ABC 07/05/16
IGNACIO CAMACHO
· Los antecesores de Garzón como líderes mejor valorados fueron Duran Lleida y Rosa Díez. Ninguno logró salir reelegido
LA ingeniosa frase de que el noventa por ciento de los políticos crea mala fama al diez por ciento restante se suele atribuir a Henry Kissinger y a Giulio Andreotti, ambos capaces por sí solos de infamar la reputación de todos sus compañeros de oficio. A Andreotti, que como lector de Maquiavelo prefería ser temido que admirado, incluso le gustaba el apelativo de
Belcebú y lo fomentaba besándose con capos de la Mafia, una clase de gente a la que el cine ha mejorado su imagen a base de épica violenta y sugestivos códigos de honor y de sangre. Esa idealización de los mafiosos alcanza sólo a su faceta gansteril, pero se disuelve cuando se acercan a la política –fenómeno no infrecuente en Italia– porque salen contaminados de ella y no hay guionista que enaltezca ese sórdido relato. El desprestigio de la actividad pública, típico de los países latinos, se ha universalizado con la crisis y hoy es mejor que cualquier diputado le diga a su anciana madre que trabaja de palanganero en una casa de citas, en el caso de que tal oficio sobreviva. Últimamente los parlamentarios pasan malos ratos en restaurantes y aviones, pese a haberse acostumbrado a pagar sus cuentas y viajar en turista. La narrativa de la corrupción, aventada en los medios y redes sin presunción de inocencia, ha generalizado la desconfianza hasta convertir la política en profesión de riesgo social, rodeada de un aura de suspicacia y de parasitismo.

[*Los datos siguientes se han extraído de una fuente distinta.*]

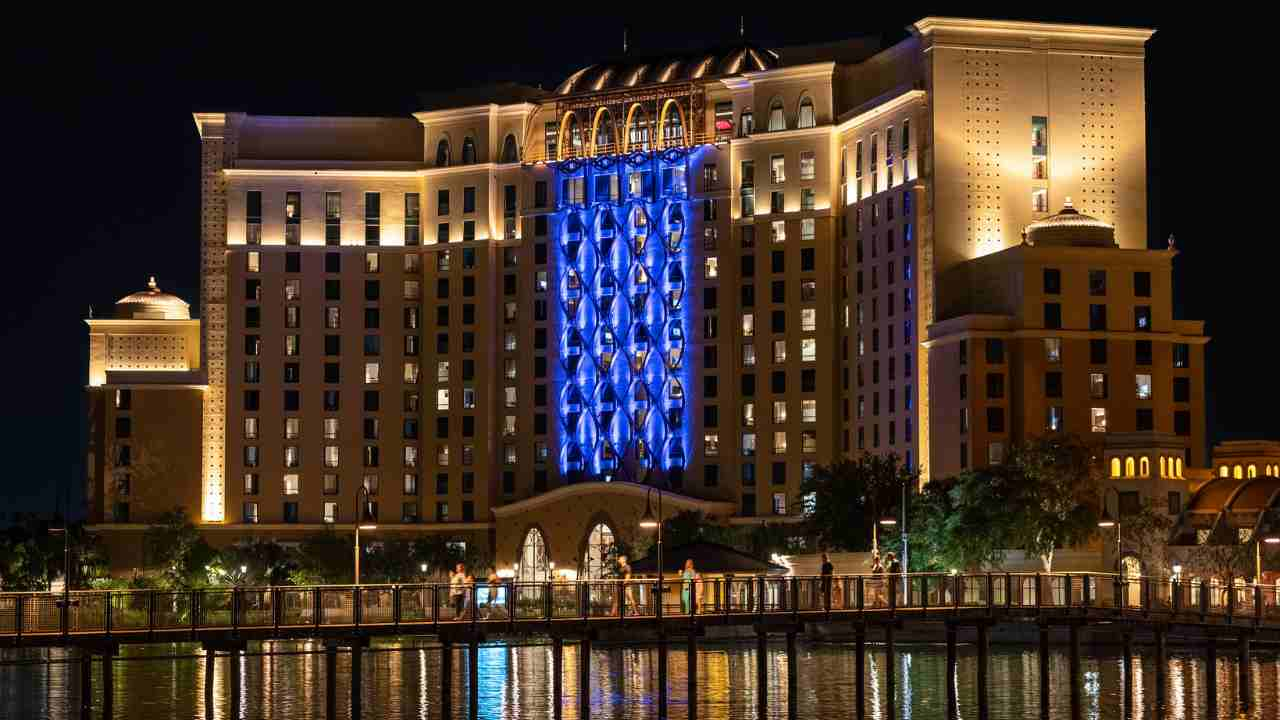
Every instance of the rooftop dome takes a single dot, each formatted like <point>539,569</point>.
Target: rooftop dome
<point>1072,227</point>
<point>151,304</point>
<point>631,72</point>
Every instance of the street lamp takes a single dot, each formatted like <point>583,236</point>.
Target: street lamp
<point>361,502</point>
<point>650,522</point>
<point>1107,522</point>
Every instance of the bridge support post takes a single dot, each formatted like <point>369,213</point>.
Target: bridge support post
<point>474,678</point>
<point>1243,669</point>
<point>1043,668</point>
<point>983,660</point>
<point>762,673</point>
<point>1211,675</point>
<point>330,682</point>
<point>447,679</point>
<point>662,675</point>
<point>859,670</point>
<point>890,669</point>
<point>792,677</point>
<point>558,675</point>
<point>236,698</point>
<point>1073,634</point>
<point>951,671</point>
<point>693,675</point>
<point>584,678</point>
<point>87,686</point>
<point>357,680</point>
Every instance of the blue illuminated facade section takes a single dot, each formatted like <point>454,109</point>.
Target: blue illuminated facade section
<point>622,265</point>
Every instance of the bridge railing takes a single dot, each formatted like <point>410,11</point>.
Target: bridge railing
<point>133,611</point>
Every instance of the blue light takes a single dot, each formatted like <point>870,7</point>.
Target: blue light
<point>621,260</point>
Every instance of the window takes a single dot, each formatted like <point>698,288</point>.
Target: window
<point>1143,382</point>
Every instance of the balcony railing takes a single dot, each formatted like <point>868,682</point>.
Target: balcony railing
<point>141,614</point>
<point>538,154</point>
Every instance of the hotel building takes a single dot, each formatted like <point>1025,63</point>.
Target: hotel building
<point>711,273</point>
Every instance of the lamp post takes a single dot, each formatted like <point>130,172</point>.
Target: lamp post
<point>361,502</point>
<point>650,522</point>
<point>1107,522</point>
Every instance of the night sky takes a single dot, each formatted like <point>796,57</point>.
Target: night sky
<point>104,164</point>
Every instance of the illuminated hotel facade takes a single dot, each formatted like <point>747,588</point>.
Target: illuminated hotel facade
<point>709,273</point>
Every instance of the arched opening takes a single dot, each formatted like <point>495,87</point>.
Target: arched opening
<point>777,115</point>
<point>638,128</point>
<point>602,132</point>
<point>571,137</point>
<point>534,564</point>
<point>442,153</point>
<point>672,124</point>
<point>805,117</point>
<point>1130,569</point>
<point>598,559</point>
<point>510,151</point>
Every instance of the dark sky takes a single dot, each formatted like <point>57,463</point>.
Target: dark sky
<point>103,162</point>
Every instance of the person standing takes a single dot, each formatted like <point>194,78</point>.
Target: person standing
<point>688,593</point>
<point>458,589</point>
<point>827,572</point>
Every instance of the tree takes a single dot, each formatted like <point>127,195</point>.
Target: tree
<point>1051,484</point>
<point>179,551</point>
<point>844,501</point>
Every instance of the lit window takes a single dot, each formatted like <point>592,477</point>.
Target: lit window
<point>808,349</point>
<point>1143,382</point>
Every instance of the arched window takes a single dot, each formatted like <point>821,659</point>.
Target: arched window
<point>807,118</point>
<point>510,151</point>
<point>638,128</point>
<point>534,563</point>
<point>599,554</point>
<point>777,115</point>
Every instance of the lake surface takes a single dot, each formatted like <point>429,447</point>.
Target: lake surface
<point>401,679</point>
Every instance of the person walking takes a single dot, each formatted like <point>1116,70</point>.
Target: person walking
<point>689,592</point>
<point>827,572</point>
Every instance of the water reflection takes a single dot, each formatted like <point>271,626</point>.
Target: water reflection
<point>402,679</point>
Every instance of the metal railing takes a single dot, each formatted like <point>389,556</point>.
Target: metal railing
<point>124,614</point>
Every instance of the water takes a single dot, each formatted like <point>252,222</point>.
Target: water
<point>402,680</point>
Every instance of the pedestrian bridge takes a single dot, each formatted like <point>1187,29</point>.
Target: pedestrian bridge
<point>261,613</point>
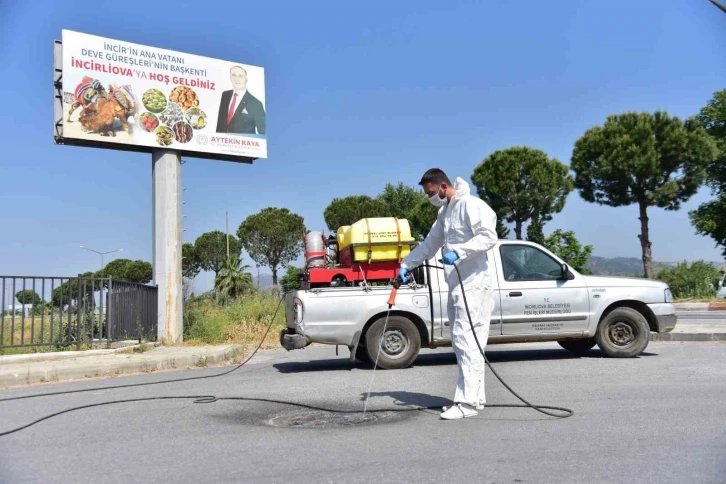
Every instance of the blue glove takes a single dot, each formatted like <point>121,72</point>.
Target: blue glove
<point>403,275</point>
<point>450,257</point>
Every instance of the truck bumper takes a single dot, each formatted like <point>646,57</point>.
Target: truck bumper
<point>292,341</point>
<point>665,316</point>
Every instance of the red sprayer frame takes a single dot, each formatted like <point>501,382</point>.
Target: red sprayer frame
<point>356,272</point>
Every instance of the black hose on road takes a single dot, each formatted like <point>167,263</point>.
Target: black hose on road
<point>212,398</point>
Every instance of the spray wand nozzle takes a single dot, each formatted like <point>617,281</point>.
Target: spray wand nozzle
<point>396,283</point>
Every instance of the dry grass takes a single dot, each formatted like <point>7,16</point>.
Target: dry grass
<point>35,331</point>
<point>243,321</point>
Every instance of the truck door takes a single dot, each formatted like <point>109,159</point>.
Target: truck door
<point>535,298</point>
<point>495,327</point>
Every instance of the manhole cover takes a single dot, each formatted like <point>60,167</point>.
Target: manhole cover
<point>321,419</point>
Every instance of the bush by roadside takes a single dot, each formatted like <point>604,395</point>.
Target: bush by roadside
<point>699,281</point>
<point>241,321</point>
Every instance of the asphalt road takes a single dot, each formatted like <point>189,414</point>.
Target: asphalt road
<point>696,317</point>
<point>658,418</point>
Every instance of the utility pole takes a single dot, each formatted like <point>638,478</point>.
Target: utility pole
<point>102,253</point>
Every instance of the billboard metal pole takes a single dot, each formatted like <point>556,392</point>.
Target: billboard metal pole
<point>167,232</point>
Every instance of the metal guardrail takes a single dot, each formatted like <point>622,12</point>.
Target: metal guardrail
<point>38,311</point>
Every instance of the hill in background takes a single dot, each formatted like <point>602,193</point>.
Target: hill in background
<point>628,266</point>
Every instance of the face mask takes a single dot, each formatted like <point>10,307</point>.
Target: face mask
<point>437,201</point>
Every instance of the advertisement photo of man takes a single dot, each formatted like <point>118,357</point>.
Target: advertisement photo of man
<point>239,111</point>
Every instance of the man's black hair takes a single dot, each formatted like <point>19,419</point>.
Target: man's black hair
<point>435,176</point>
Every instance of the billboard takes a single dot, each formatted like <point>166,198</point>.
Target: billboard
<point>121,95</point>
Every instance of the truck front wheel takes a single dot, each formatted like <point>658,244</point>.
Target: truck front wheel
<point>399,345</point>
<point>623,333</point>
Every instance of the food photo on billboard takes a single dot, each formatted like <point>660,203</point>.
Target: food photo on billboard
<point>117,92</point>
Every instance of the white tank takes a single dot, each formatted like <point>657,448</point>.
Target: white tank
<point>314,250</point>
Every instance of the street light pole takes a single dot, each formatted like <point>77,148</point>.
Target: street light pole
<point>102,253</point>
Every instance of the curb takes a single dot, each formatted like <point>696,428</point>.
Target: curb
<point>141,363</point>
<point>712,306</point>
<point>663,337</point>
<point>67,355</point>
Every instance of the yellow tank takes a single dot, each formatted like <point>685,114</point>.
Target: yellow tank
<point>378,239</point>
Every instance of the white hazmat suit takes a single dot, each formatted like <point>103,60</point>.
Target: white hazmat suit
<point>465,225</point>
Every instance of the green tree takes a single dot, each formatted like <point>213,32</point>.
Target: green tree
<point>291,280</point>
<point>521,182</point>
<point>407,202</point>
<point>232,280</point>
<point>535,231</point>
<point>421,217</point>
<point>273,237</point>
<point>191,265</point>
<point>565,245</point>
<point>28,296</point>
<point>128,270</point>
<point>68,291</point>
<point>348,210</point>
<point>699,281</point>
<point>502,230</point>
<point>652,160</point>
<point>211,249</point>
<point>709,218</point>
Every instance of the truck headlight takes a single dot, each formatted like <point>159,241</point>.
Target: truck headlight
<point>297,310</point>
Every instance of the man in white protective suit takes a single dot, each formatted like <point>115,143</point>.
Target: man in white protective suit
<point>466,229</point>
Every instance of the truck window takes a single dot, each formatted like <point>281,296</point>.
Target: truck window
<point>527,263</point>
<point>419,274</point>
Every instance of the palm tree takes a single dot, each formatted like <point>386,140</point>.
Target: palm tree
<point>232,280</point>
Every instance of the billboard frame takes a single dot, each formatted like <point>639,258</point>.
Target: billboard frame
<point>58,121</point>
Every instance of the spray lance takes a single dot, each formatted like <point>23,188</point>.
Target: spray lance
<point>396,284</point>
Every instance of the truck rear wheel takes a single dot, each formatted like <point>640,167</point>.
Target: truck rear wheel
<point>578,347</point>
<point>399,345</point>
<point>623,333</point>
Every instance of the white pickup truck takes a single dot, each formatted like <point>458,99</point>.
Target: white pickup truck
<point>538,298</point>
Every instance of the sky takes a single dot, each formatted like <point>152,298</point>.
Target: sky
<point>358,94</point>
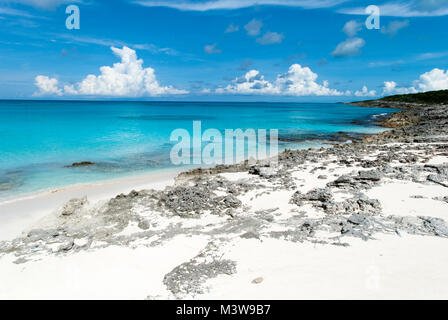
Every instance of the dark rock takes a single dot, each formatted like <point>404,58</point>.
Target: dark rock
<point>80,164</point>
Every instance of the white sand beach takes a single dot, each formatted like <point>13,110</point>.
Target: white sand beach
<point>269,247</point>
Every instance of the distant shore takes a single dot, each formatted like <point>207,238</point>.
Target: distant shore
<point>360,220</point>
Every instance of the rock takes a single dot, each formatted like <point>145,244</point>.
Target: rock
<point>66,246</point>
<point>439,179</point>
<point>263,171</point>
<point>73,206</point>
<point>370,175</point>
<point>250,235</point>
<point>80,164</point>
<point>143,224</point>
<point>356,219</point>
<point>438,226</point>
<point>257,280</point>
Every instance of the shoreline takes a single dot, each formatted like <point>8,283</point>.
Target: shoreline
<point>18,213</point>
<point>328,223</point>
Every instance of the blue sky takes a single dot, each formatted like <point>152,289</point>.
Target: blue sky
<point>280,50</point>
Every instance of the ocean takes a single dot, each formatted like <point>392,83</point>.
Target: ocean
<point>39,140</point>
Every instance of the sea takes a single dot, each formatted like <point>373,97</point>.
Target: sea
<point>40,140</point>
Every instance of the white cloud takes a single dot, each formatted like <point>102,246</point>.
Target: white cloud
<point>232,28</point>
<point>393,27</point>
<point>365,92</point>
<point>270,38</point>
<point>47,86</point>
<point>404,9</point>
<point>127,78</point>
<point>253,27</point>
<point>14,12</point>
<point>298,81</point>
<point>236,4</point>
<point>211,49</point>
<point>436,79</point>
<point>352,27</point>
<point>43,4</point>
<point>348,48</point>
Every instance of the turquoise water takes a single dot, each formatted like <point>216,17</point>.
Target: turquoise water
<point>38,139</point>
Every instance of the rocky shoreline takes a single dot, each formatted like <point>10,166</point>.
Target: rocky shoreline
<point>323,196</point>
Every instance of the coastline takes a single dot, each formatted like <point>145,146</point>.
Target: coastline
<point>329,223</point>
<point>18,213</point>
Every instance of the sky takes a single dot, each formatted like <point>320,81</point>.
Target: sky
<point>222,50</point>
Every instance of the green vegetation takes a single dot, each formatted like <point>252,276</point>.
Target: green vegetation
<point>430,97</point>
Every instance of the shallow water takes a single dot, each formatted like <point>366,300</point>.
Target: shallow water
<point>38,139</point>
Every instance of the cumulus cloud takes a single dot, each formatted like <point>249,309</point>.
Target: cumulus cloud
<point>270,38</point>
<point>232,28</point>
<point>352,27</point>
<point>436,79</point>
<point>44,4</point>
<point>253,27</point>
<point>211,49</point>
<point>348,48</point>
<point>298,81</point>
<point>47,86</point>
<point>364,92</point>
<point>393,27</point>
<point>194,5</point>
<point>127,78</point>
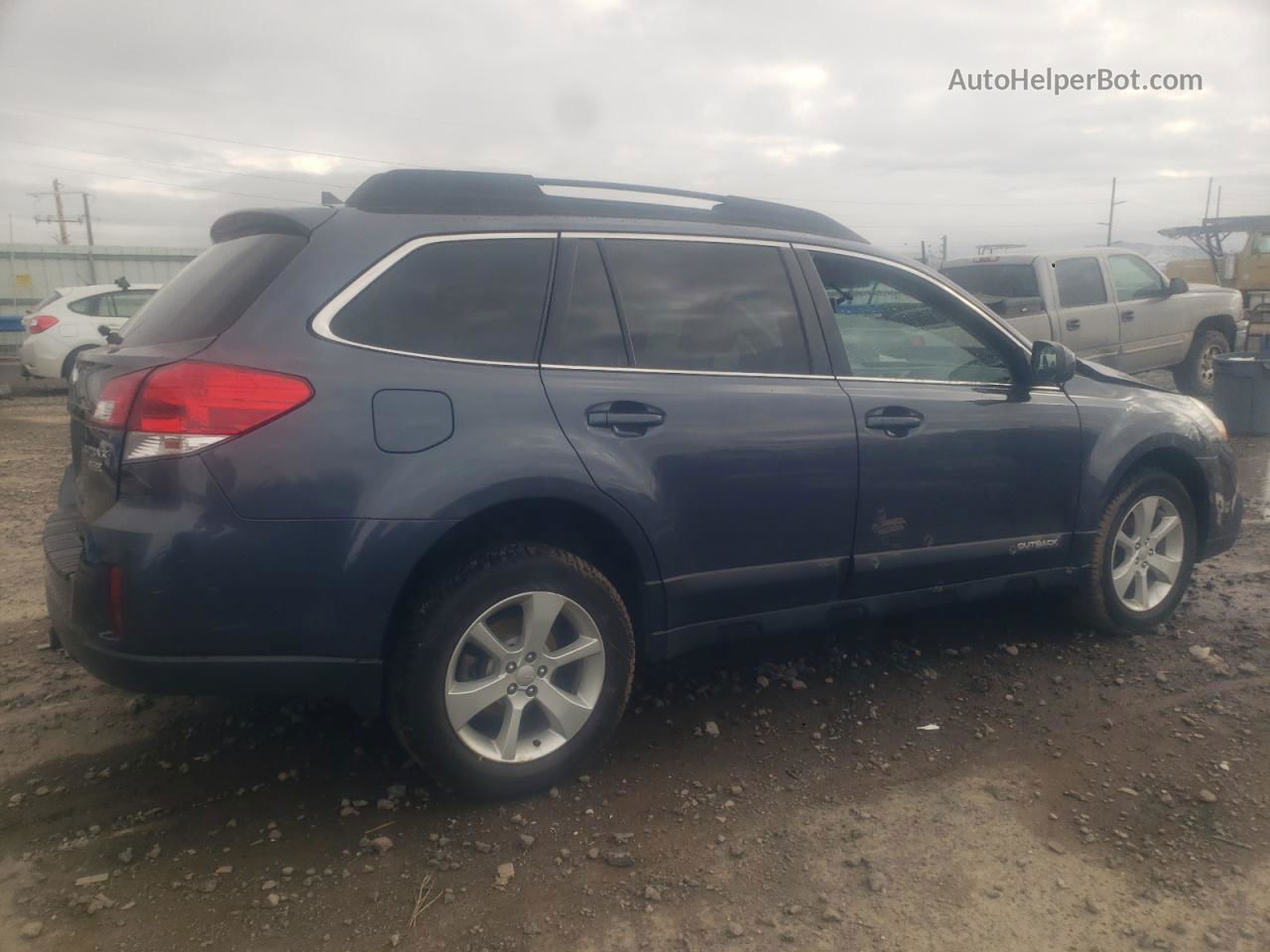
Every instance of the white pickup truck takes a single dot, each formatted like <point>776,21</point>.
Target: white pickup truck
<point>1111,306</point>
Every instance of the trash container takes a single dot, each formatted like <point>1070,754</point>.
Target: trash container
<point>1241,393</point>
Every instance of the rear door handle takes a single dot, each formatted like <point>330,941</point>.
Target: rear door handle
<point>893,420</point>
<point>625,417</point>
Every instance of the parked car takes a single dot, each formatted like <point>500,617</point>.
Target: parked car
<point>468,449</point>
<point>1111,306</point>
<point>67,322</point>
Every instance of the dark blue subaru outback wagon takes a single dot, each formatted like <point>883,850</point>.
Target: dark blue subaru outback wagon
<point>467,447</point>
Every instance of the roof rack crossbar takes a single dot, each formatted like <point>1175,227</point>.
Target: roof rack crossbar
<point>643,189</point>
<point>479,193</point>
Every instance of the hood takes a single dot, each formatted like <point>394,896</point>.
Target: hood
<point>1109,375</point>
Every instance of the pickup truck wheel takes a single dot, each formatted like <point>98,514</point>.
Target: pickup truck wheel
<point>512,671</point>
<point>1143,555</point>
<point>1197,372</point>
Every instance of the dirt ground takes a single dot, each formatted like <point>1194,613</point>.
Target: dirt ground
<point>1080,792</point>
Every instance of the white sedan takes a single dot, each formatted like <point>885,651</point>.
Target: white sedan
<point>67,321</point>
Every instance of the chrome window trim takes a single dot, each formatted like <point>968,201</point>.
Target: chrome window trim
<point>320,322</point>
<point>686,373</point>
<point>654,236</point>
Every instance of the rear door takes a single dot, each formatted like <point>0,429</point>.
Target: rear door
<point>1087,318</point>
<point>962,475</point>
<point>1155,326</point>
<point>691,391</point>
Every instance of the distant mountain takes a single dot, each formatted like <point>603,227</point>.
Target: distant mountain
<point>1160,254</point>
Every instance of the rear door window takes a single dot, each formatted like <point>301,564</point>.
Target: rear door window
<point>584,330</point>
<point>1134,278</point>
<point>1080,282</point>
<point>213,291</point>
<point>707,306</point>
<point>472,298</point>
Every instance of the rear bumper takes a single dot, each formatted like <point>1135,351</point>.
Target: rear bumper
<point>212,603</point>
<point>352,679</point>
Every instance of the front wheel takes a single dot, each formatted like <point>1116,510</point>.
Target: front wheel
<point>1198,372</point>
<point>512,671</point>
<point>1143,555</point>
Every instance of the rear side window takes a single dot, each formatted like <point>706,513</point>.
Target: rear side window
<point>996,280</point>
<point>475,298</point>
<point>1080,282</point>
<point>212,291</point>
<point>584,330</point>
<point>707,306</point>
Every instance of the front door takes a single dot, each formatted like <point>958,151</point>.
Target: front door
<point>962,475</point>
<point>1155,329</point>
<point>1087,318</point>
<point>694,397</point>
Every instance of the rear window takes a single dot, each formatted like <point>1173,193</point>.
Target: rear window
<point>475,299</point>
<point>1080,282</point>
<point>996,280</point>
<point>212,291</point>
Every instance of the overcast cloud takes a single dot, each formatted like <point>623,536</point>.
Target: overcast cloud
<point>841,107</point>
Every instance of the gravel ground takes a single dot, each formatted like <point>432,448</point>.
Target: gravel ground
<point>1080,792</point>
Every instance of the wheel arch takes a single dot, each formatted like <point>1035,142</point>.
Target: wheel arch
<point>1179,463</point>
<point>572,526</point>
<point>1222,322</point>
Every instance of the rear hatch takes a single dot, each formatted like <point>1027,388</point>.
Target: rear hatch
<point>181,320</point>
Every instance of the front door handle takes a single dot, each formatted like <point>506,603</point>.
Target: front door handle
<point>625,417</point>
<point>893,420</point>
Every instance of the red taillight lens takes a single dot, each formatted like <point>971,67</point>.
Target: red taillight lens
<point>39,322</point>
<point>113,403</point>
<point>211,399</point>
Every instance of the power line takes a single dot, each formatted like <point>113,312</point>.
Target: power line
<point>155,181</point>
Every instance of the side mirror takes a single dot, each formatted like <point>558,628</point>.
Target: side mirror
<point>1052,363</point>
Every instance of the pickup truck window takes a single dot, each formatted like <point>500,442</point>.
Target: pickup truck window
<point>1134,278</point>
<point>1080,282</point>
<point>896,325</point>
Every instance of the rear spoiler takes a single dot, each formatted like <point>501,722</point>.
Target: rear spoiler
<point>270,221</point>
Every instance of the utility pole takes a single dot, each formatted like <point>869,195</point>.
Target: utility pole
<point>63,218</point>
<point>87,223</point>
<point>1111,211</point>
<point>60,218</point>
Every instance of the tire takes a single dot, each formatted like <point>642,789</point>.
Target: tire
<point>1196,373</point>
<point>1097,602</point>
<point>465,743</point>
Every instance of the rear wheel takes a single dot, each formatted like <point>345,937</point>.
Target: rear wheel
<point>1196,375</point>
<point>512,671</point>
<point>1143,555</point>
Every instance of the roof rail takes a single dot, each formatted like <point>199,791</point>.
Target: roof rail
<point>444,191</point>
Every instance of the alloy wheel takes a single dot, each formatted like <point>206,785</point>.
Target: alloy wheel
<point>525,676</point>
<point>1147,555</point>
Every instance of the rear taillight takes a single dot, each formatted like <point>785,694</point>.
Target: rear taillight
<point>187,407</point>
<point>39,322</point>
<point>113,403</point>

Los líderes más valorados no alcanzan en España el aprobado de media. Se trata de un ranking engañoso porque lo que puntúa es la falta de animadversión, que suele beneficiar a dirigentes más bien inocuos. Tipos como Rajoy o Pablo Iglesias tendrán siempre mucha peor puntuación a favor que en contra, porque la tirria cotiza al alza frente a la simpatía, lo que no les impide gozar de amplias expectativas de voto. El que se mete en política no lo hace para ganar amigos sino poder, y por tanto no desea que lo quieran sino que lo voten. Excepto durante la primera etapa de Zapatero, que siempre fue una anomalía en todos los sentidos, los gobernantes españoles nunca salen bien parados en las encuestas. El actual presidente aún gana mal que bien las elecciones con una baja estima incluso entre sus partidarios y abierta fobia entre sus enemigos.
El más reciente caso de sobrevaloración sociológica es el de Alberto Garzón, candidato de Izquierda Unida con tan magra facturación electoral que se siente incómodo en su propio partido. Su primer puesto en aprecio ciudadano debería provocarle cierta inquietud, habida cuenta de que sus predecesores en la clasificación fueron Duran Lleida y Rosa Díez, ambos tan bien considerados que tuvieron que retirarse por no salir reelegidos. Hay éxitos de los que nadie se repone. Es pura lógica: una opinión pública con tan mal concepto de la política sólo puede respetar a los menos competentes para ejercerla.